Cooling a notebook computer on a deadline

Thursday 10pm knew this notebook computer fan is dying, way noisy. By 11pm knew a warranty replacement would be here Monday at best [got here Wednesday]. Working on a different computer would have been daunting. How to keep this one working?

Tried to install software to control fan speed, maybe avoid resonance frequencies. No luck despite several related utilities such as GNOME Sensors Applet, fancontrol, and dellfand (found via I8kfanGUI). Reading the fan speed was possible, controlling it wasn’t. Went to sleep.

Friday morning decided to blow air through the computer with a fan we had made for breathing clean air when soldering: An old computer fan on a cell phone charger. Apparently a blade had broken, so it was rattling too much. Time to make another one like it.

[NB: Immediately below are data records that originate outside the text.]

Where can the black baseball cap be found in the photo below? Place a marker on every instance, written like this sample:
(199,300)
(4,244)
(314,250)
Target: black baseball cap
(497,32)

Found fan on motherboard on kid’s bookshelf. Ran it from adjustable power supply to find right voltage for reasonable fan speed. For a 12V DC labeled fan that was about 7V. Found a leftover power supply 6V DC. Verified with multimeter it did output a voltage matching its label, verified with adjustable power supply 6V would spin fast enough. Cut wires, soldered wires, hot glued and electrical taped it up. Grabbed leftover lumber and kids’ building blocks and stuck it under the notebook, aligned to blow where the built-in fan should blow.

notebook external fan

Making a Notebook External Fan

All is good now. Watching temperature in the top GNOME Panel with Hardware Sensors Monitor. Got it from RPMForge with

yum install gnome-applet-sensors

Added it with right-clicking in top edge panel, Add to Panel… Showed more sensors after running


which may only have been possible after

yum install lm_sensors

The external fan is blowing enough air for the processor heatsink to stay cool enough, between 42°C and 50-something °C. Barely any internal fan noise – the defective internal fan now doesn’t come on much, and if so it sounds as if it has an easier time – less effort courtesy of the external fan.